Случай скоро представился. Был задан эскиз «Товия мажет глаза ослепшему отцу своему». Как особую милость Репину, в числе немногих учеников, объявили, что он может в такие-то часы побывать у ректора Ф. А. Бруни и выслушать у него указания по поводу эскиза.
И. С. Панов, художник. 1867. ГРМ.
Бруни принял Репина ласково, внимательно осмотрел эскиз и сказал, что воображение у него есть, но компонует он некрасиво и слабо. Он посоветовал ему вырезать из бумаги фигурки его эскиза и попробовать передвигать их на бумаге одну к другой — дальше, ближе, выше, ниже — и когда группировка станет красива, обвести ее карандашом.
«Это был хороший практический совет старой школы, но мне он не понравился, — прибавляет Репин, — я даже смеялся в душе над этой механикой. „Какое сравнение с теориейтого? — подумал я, вздохнув свободно на улице. — Разве живая сцена в жизни так подтасовывается? Тут всякая случайность красива. Нет, жизнь, жизнь ловить! Воображение развивать. Вот что надо… А это — что-то вырезывать да передвигать… Воображаю, как он расхохочется!..“»[120].
Получив на конкурсе 8 мая 1865 г. вторую серебряную медаль за эскиз «Ангел смерти избивает всех новорожденных египтян» и тем самым удостоившись звания свободного художника, освобождавшего его, наконец, из податного состояния и из числа военных поселян, Репин принимается за жанровую картину, начатую еще летом предыдущего года. Она написана в течение лета 1865 г. в квартире Шевцовых и изображает комнату сыновей Шевцова. На заднем плане лежит на диване молодой человек. Спереди, перед окном, за столом, на котором видны грифельная доска и тетради, сидит другой юноша, посылающий воздушный поцелуй девушке, виднеющейся в окне противоположного дома. Обе фигуры юношей писаны с молодых Шевцовых.

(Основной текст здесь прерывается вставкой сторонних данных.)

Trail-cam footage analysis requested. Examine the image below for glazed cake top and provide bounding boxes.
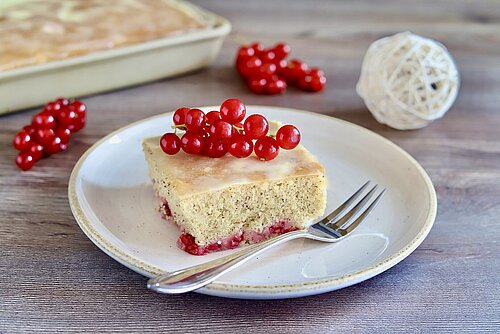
[142,124,325,198]
[0,0,208,72]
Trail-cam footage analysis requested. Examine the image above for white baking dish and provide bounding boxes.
[0,1,231,115]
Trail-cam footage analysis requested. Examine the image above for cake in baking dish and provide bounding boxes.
[142,122,327,255]
[0,0,209,72]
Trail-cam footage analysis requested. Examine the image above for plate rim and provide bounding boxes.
[68,106,437,297]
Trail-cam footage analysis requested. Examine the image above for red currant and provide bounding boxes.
[70,100,86,117]
[44,136,62,155]
[32,111,56,130]
[220,98,246,124]
[55,97,70,106]
[22,125,37,136]
[276,125,301,149]
[298,72,326,92]
[260,50,276,63]
[243,114,269,139]
[285,59,308,84]
[13,130,32,151]
[72,115,86,132]
[27,142,44,161]
[205,111,222,125]
[275,59,288,76]
[205,138,227,158]
[59,143,69,152]
[254,136,280,161]
[181,131,205,154]
[160,133,181,155]
[266,78,287,95]
[236,46,255,63]
[228,135,253,158]
[209,119,233,141]
[248,78,267,94]
[273,43,291,60]
[257,62,277,79]
[55,128,71,144]
[43,101,62,116]
[173,107,190,126]
[309,68,325,78]
[15,152,35,171]
[185,109,206,132]
[251,42,264,55]
[237,56,262,78]
[57,107,78,130]
[35,128,56,146]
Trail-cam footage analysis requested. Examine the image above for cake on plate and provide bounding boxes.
[142,119,327,255]
[0,0,209,72]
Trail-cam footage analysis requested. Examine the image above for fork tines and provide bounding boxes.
[314,181,386,238]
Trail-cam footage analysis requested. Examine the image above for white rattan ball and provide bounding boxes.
[356,32,460,130]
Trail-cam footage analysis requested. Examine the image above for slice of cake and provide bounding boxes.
[142,122,327,255]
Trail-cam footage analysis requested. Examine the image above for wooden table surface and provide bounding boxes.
[1,0,499,332]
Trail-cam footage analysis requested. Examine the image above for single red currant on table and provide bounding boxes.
[12,97,87,171]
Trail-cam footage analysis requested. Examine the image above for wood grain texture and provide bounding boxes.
[1,0,500,332]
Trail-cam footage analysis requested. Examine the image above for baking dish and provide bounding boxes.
[0,1,231,115]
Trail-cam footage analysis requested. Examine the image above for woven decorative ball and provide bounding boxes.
[356,32,460,130]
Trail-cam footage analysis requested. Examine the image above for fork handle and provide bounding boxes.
[147,230,310,294]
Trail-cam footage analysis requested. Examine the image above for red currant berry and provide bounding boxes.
[181,131,205,154]
[13,130,32,151]
[260,50,276,63]
[59,142,69,152]
[220,98,246,124]
[309,75,327,92]
[205,111,222,125]
[44,136,62,155]
[248,78,267,94]
[35,128,56,146]
[285,59,308,84]
[237,56,262,78]
[27,142,44,161]
[173,107,190,126]
[15,152,35,171]
[55,127,71,144]
[205,138,227,158]
[32,111,56,130]
[72,115,86,132]
[160,133,181,155]
[266,78,287,95]
[254,136,280,161]
[309,68,325,78]
[22,125,37,136]
[257,62,277,78]
[70,100,86,117]
[43,101,62,116]
[57,107,78,129]
[185,109,206,132]
[209,119,233,141]
[276,125,301,149]
[55,97,70,106]
[243,114,269,139]
[251,42,264,54]
[273,43,291,60]
[275,59,288,76]
[228,135,253,158]
[236,46,255,63]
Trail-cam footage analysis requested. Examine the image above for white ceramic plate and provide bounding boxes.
[69,106,437,299]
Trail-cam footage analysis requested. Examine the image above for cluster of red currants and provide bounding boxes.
[236,42,327,95]
[160,98,301,161]
[12,97,86,171]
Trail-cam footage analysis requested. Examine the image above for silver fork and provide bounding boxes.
[147,181,385,294]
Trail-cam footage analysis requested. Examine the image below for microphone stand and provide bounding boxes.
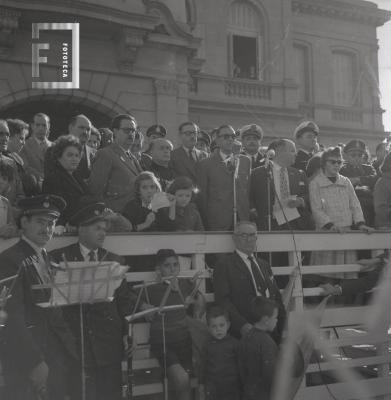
[265,160,273,266]
[233,155,240,229]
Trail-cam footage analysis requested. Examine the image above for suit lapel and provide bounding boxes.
[179,147,196,176]
[111,144,139,176]
[233,252,254,286]
[288,167,297,194]
[211,151,232,176]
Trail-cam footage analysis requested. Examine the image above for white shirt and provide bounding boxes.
[79,243,98,262]
[220,150,232,163]
[235,249,262,296]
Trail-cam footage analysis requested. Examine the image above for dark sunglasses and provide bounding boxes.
[326,159,343,165]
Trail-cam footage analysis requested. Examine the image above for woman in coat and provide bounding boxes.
[42,135,91,227]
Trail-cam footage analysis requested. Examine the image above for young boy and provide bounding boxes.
[238,297,279,400]
[200,304,241,400]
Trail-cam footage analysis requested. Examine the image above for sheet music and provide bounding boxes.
[38,261,127,307]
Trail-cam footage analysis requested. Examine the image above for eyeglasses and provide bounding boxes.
[119,127,136,135]
[218,134,235,140]
[235,232,257,240]
[182,130,198,136]
[326,159,343,165]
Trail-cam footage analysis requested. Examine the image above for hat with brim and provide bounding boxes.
[344,140,366,154]
[146,124,167,138]
[69,202,108,227]
[294,121,319,139]
[18,194,66,218]
[239,124,263,140]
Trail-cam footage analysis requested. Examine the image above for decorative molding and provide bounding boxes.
[116,27,148,72]
[292,0,391,27]
[154,79,178,96]
[0,7,21,54]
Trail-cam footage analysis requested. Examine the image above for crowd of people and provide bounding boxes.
[0,111,390,400]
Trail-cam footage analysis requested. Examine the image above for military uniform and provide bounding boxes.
[0,195,77,400]
[239,124,265,170]
[51,202,136,400]
[340,140,378,226]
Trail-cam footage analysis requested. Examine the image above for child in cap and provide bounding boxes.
[144,249,203,400]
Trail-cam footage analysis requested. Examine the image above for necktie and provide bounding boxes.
[88,250,97,262]
[188,149,196,162]
[279,167,290,200]
[248,255,268,297]
[37,249,51,283]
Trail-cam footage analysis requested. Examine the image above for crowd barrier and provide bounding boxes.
[0,230,391,399]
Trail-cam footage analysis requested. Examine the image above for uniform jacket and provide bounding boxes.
[170,147,208,182]
[213,252,285,342]
[250,165,314,231]
[374,173,391,228]
[49,243,135,367]
[20,136,52,181]
[42,161,91,225]
[196,152,251,231]
[292,149,312,172]
[88,143,140,212]
[0,239,77,377]
[242,151,265,170]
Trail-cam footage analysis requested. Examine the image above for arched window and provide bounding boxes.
[332,50,359,107]
[227,1,265,80]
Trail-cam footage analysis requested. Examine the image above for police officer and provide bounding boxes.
[239,124,265,169]
[195,130,211,154]
[292,120,320,172]
[49,202,144,400]
[0,194,77,400]
[340,139,378,227]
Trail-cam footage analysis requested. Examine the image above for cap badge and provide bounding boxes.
[43,201,50,208]
[94,209,100,216]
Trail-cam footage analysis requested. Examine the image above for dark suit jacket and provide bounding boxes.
[49,243,135,367]
[243,151,265,170]
[170,147,208,182]
[292,149,312,172]
[88,143,140,212]
[20,136,52,181]
[42,161,91,225]
[196,152,251,230]
[250,165,314,231]
[213,252,285,343]
[0,239,76,379]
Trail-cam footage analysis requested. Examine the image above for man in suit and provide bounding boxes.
[250,138,313,232]
[292,120,319,172]
[68,114,95,180]
[49,202,139,400]
[20,112,53,184]
[240,124,265,169]
[88,114,143,212]
[196,124,251,231]
[213,221,285,343]
[0,194,77,400]
[340,139,378,227]
[169,121,208,183]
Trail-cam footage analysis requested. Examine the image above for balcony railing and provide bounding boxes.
[332,107,363,123]
[224,78,272,100]
[1,231,391,399]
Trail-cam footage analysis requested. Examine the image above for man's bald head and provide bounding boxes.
[69,114,92,144]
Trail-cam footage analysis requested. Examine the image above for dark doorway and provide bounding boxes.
[1,98,112,140]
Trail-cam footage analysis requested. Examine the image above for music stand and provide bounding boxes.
[33,259,127,400]
[126,272,204,400]
[0,274,18,329]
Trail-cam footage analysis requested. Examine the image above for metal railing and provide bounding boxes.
[1,231,391,399]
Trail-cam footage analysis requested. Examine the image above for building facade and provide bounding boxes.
[0,0,389,149]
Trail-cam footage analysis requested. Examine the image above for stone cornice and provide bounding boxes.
[292,0,391,27]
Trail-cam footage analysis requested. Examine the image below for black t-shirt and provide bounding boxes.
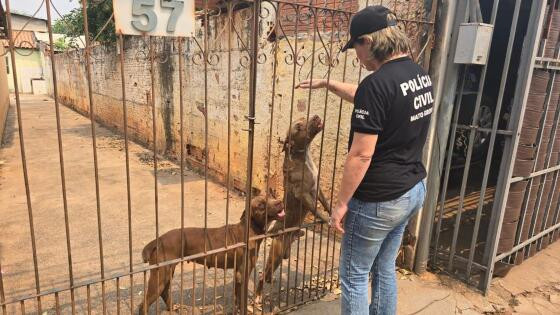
[349,56,433,202]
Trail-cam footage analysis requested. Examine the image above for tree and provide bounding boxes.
[52,0,115,44]
[53,37,68,50]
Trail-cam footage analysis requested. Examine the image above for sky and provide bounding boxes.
[1,0,79,22]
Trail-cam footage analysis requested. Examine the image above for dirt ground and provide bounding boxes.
[0,95,340,314]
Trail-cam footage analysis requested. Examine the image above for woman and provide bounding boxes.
[297,5,433,315]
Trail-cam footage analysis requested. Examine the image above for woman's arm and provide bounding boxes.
[296,79,358,103]
[330,132,378,233]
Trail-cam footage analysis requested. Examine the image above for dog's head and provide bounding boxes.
[243,195,285,231]
[251,195,285,221]
[282,115,323,153]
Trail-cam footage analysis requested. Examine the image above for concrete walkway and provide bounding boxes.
[289,240,560,315]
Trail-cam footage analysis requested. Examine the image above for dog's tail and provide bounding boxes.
[142,239,159,263]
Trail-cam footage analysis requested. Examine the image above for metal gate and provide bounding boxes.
[0,0,436,314]
[421,0,560,293]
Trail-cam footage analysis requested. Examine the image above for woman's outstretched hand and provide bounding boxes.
[296,79,327,89]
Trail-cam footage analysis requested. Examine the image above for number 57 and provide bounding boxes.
[131,0,184,33]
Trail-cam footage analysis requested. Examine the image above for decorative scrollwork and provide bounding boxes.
[256,52,267,64]
[240,55,251,69]
[207,52,220,66]
[191,51,205,66]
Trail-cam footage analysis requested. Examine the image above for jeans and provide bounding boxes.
[339,180,426,315]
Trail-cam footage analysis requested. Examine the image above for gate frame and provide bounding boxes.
[416,0,554,294]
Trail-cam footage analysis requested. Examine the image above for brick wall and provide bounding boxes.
[275,0,358,37]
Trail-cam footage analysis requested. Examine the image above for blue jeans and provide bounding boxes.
[339,180,426,315]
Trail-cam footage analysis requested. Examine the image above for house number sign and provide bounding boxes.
[113,0,195,37]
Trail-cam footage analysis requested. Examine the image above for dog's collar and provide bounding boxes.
[288,146,308,155]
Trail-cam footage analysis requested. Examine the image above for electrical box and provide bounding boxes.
[454,23,494,65]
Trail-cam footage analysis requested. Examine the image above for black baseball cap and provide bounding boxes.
[341,5,397,52]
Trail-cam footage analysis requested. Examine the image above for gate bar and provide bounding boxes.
[325,19,351,294]
[0,244,244,308]
[537,109,560,250]
[465,0,522,279]
[278,2,300,309]
[432,66,467,267]
[495,220,560,261]
[80,0,107,311]
[224,3,234,311]
[202,0,210,310]
[297,6,319,305]
[312,10,337,298]
[241,0,261,313]
[148,35,162,315]
[178,36,187,314]
[511,165,560,182]
[117,33,134,315]
[45,0,77,312]
[482,0,547,293]
[518,59,557,259]
[259,1,281,312]
[533,24,560,252]
[511,0,558,263]
[4,1,42,312]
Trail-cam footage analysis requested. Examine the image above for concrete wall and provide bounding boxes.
[0,46,9,141]
[6,49,44,93]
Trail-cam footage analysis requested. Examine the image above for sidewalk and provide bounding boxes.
[289,240,560,315]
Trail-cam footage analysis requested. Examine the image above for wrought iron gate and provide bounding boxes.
[425,0,560,293]
[0,0,436,314]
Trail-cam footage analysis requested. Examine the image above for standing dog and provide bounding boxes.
[255,115,332,302]
[138,195,285,314]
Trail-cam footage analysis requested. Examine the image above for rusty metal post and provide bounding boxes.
[116,33,134,315]
[147,35,161,315]
[178,36,187,313]
[80,1,106,312]
[45,0,77,312]
[4,1,42,312]
[241,0,262,313]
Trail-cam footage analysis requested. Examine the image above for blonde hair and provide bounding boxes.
[359,21,411,63]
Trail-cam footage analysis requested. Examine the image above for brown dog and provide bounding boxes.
[137,195,285,314]
[255,115,331,302]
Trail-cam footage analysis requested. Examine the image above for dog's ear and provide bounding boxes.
[251,187,261,197]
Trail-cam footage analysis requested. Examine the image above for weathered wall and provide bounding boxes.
[0,46,9,140]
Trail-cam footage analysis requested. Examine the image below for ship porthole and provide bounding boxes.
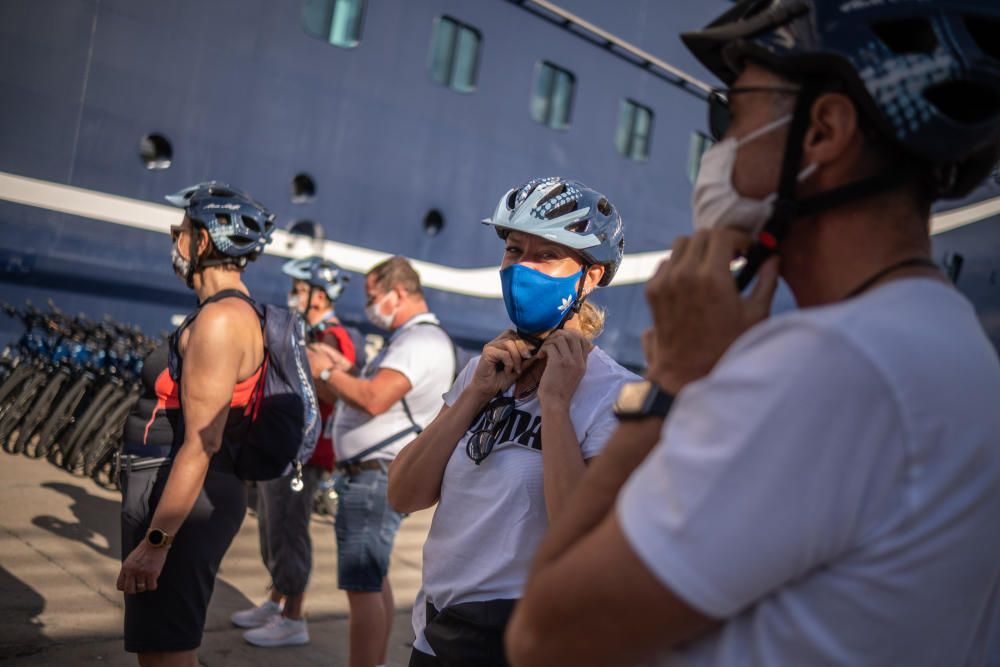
[423,209,444,236]
[139,134,172,170]
[292,173,316,203]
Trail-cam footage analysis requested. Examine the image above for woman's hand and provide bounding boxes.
[537,330,592,409]
[468,330,536,402]
[117,540,169,595]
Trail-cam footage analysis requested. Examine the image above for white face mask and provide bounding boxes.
[365,291,398,331]
[692,114,817,234]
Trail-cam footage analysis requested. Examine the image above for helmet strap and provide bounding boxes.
[735,82,916,290]
[185,227,199,289]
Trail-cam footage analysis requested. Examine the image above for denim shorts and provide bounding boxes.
[333,466,403,592]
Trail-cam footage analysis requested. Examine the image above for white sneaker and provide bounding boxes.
[243,616,310,647]
[230,600,282,628]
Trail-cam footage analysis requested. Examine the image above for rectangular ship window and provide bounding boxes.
[688,131,715,183]
[616,99,654,161]
[303,0,366,48]
[429,16,482,92]
[531,62,575,130]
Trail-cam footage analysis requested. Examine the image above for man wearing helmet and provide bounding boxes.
[507,2,1000,666]
[231,256,360,647]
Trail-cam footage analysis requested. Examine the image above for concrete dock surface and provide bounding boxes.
[0,451,432,665]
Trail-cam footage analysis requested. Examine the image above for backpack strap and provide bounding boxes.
[338,319,455,468]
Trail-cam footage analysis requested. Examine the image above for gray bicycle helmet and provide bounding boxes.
[282,257,349,302]
[166,181,276,264]
[682,0,1000,198]
[483,177,625,286]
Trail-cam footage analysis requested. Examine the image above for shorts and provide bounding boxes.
[333,465,402,592]
[257,465,323,597]
[120,460,247,653]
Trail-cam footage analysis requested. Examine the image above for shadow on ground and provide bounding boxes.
[32,481,121,559]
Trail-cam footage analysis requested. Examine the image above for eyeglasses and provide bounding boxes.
[466,394,516,465]
[707,86,801,141]
[170,224,185,243]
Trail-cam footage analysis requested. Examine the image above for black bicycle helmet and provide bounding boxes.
[166,181,276,265]
[682,0,1000,198]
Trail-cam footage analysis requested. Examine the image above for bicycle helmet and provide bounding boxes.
[682,0,1000,199]
[166,181,276,264]
[483,177,625,286]
[282,257,349,302]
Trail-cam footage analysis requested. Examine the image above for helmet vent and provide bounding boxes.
[871,19,937,55]
[565,220,590,234]
[538,183,567,208]
[965,16,1000,62]
[214,213,230,226]
[547,200,578,219]
[242,216,261,233]
[506,189,519,210]
[925,80,1000,124]
[597,198,612,216]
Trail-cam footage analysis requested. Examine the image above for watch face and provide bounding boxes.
[148,529,165,546]
[615,380,652,414]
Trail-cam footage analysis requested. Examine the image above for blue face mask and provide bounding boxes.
[500,264,582,334]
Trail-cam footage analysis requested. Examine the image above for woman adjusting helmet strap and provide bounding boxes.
[483,177,625,341]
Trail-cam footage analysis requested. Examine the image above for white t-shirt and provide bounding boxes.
[618,278,1000,667]
[333,313,455,462]
[413,346,638,655]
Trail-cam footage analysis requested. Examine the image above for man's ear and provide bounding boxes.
[802,91,862,168]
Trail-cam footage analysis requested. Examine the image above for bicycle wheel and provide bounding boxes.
[0,364,32,421]
[18,370,68,457]
[60,381,121,469]
[36,374,91,462]
[83,393,137,477]
[0,371,46,453]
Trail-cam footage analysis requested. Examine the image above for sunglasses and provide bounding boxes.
[466,394,516,465]
[707,86,801,141]
[170,224,186,242]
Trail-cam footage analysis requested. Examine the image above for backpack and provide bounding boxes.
[169,289,320,489]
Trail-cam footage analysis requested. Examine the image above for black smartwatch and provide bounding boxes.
[613,380,674,420]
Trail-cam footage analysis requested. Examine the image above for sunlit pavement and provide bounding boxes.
[0,452,432,665]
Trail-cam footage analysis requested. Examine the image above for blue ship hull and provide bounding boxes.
[1,0,997,367]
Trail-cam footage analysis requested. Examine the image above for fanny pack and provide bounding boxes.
[423,598,517,667]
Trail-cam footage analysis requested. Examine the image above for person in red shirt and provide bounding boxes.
[231,256,359,647]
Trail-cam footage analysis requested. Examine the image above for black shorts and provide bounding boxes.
[120,460,247,653]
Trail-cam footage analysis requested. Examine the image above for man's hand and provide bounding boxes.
[308,342,352,375]
[537,330,592,409]
[646,229,779,394]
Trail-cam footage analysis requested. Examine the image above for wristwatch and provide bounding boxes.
[319,367,333,382]
[613,380,674,420]
[145,528,173,548]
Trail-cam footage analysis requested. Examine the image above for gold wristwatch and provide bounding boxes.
[145,528,173,548]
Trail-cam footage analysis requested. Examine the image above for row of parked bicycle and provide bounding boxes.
[0,301,159,489]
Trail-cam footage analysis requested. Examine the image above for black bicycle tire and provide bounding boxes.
[36,374,91,461]
[18,371,68,457]
[0,372,46,453]
[83,394,137,476]
[64,389,123,473]
[0,364,32,420]
[60,381,120,468]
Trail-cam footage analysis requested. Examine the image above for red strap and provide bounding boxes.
[322,326,357,366]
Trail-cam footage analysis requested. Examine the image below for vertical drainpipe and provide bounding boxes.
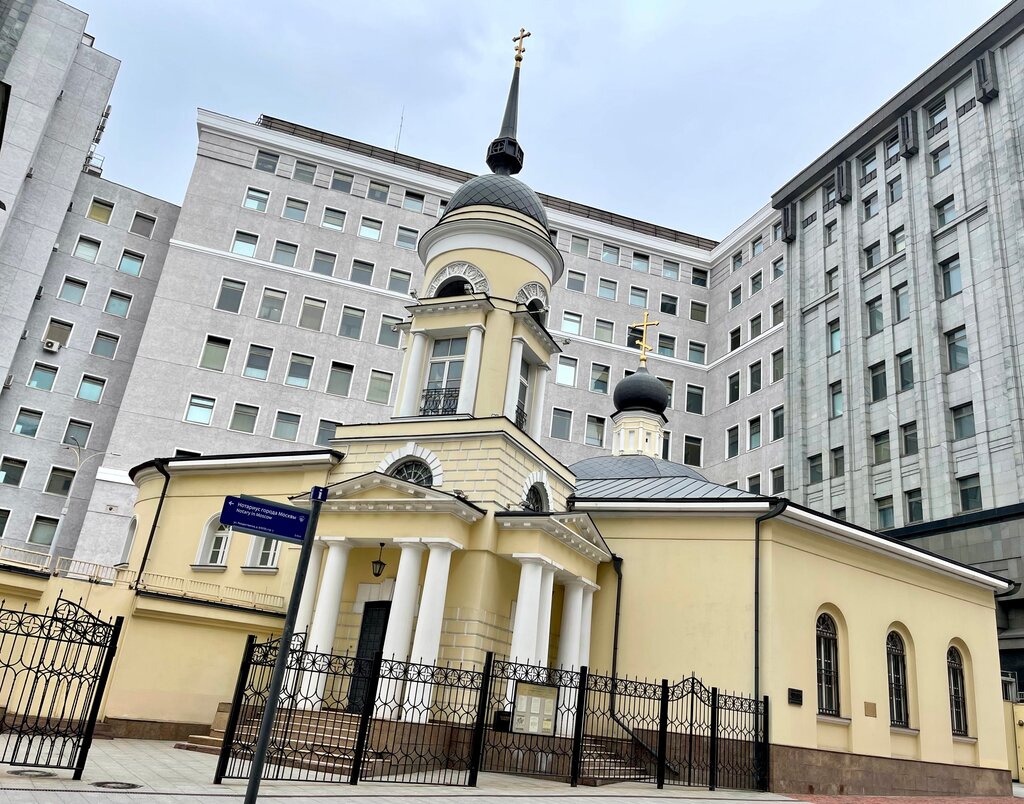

Картина эта, вышиной в 38 и шириной в 46 см, была выставлена Репиным на академической выставке 1865 г. под названием «Приготовление к экзамену» (вместе с женским портретом А. Ф. С.). После долгого пребывания в неизвестности, она наконец попала, незадолго до революции, в Русский музей[121], где является драгоценным звеном и важным документом в творчестве мастера.
Она вся написана с натуры, очень старательно и любовно. Выдержанная в духе тех милых, шутливых жанровых вещиц, которые стали появляться на академических выставках с 50-х годов и были подписаны никому не известными именами Чернышева, Андрея Попова, Цветкова, Мясоедова и др., картина Репина ясно обнаруживает его симпатии и в известном смысле истоки его искусства.